Daniel Cassidy will have none of it. According to the Fraud, this word comes from the Irish ollbhúir. This word is very uncommon though it does exist (unlike most of Cassidy’s nonsense). It is found in Dinneen’s dictionary but not in the main modern dictionary by Niall Ó Dónaill. It is pronounced oll-woor or olloor. Cassidy thought that all Irish words beginning with a vowel have a h sound before them but this is not true.  

Personally, I am with the dictionary dudes. It seems to me quite logical that a word that is found in English and resembles an attested English word with the same meaning (hollow, to shout) probably comes from that attested English word. The Cassidese Liberation Front will no doubt disagree. They will argue that if there is a slightly similar word in Irish, then this must be the origin instead of English, because it’s too much of a coincidence that an obscure Irish word resembles holler. Of course, it’s also a remarkable coincidence that Spanish has haullar (to howl), French has hurler (to shout), German has heulen (to howl), Dutch has huilen (to howl) and that all of these words are far more common in their respective languages than ollbhúir is in Irish.

It’s remarkable, but it won’t make any difference to Cassidy’s supporters. They aren’t dealing in facts. Cassidy’s ‘research’ is about cosy, self-congratulatory Irish-American fantasies, not about discovering the truth.

Jack

Daniel Cassidy, in his atrocious book How The Irish Invented Slang, claimed that ‘jack’, a slang term for ‘money’ and the probable origin of ‘jackpot’, comes from the Irish tiach. Cassidy defines tiach as ‘a small purse, a wallet, a budget fig. money’. Now, there are two common words for a wallet in Irish: sparán (equivalent to the sporran of Highland dress) and vallait. Tiach is not a bag used for money, as far as I know. Furthermore, even if it did mean wallet rather than satchel, why would it figuratively mean money? Do people ask if someone has lots of wallet? They certainly don’t ask if they can borrow some sparán in Irish, never mind tiach!
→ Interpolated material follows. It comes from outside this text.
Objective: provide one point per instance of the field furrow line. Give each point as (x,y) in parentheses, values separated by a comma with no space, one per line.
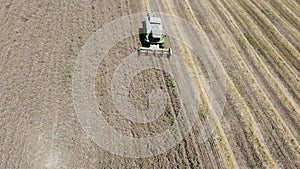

Then there is the issue of pronunciation. Tiach is not pronounced like jack or jah. It is pronounced (roughly) chee-ah, with the ch of English cheese, or tee-ah in the south, so why would it become jack? (Cassidy didn’t understand Irish pronunciation at all.)

And then there is the fact that jack was a term for a coin in English by the 16th century. It is not completely impossible that an Irish term might have come into English this far back, but it is pretty unlikely.

All in all, Cassidy’s claim is as stupid and as worthless as the vast majority of the claims made in this book.

Hould Yer Whisht, Danny!

In Daniel Cassidy’s astonishingly stupid book, How The Irish Invented Slang, Cassidy claims that the word wisht, used to shush someone, derives from the Irish word éist, which means ‘listen’. If Daniel Cassidy had known any Irish, he would have known that a version of the word wisht or whisht exists in Irish as well, alongside the word éist. In Irish, it is spelled fuist (pronounced fwishch or fwisht). There is no doubt that this word is a borrowing from English rather than the other way round as it is found in English as early as the 14th century.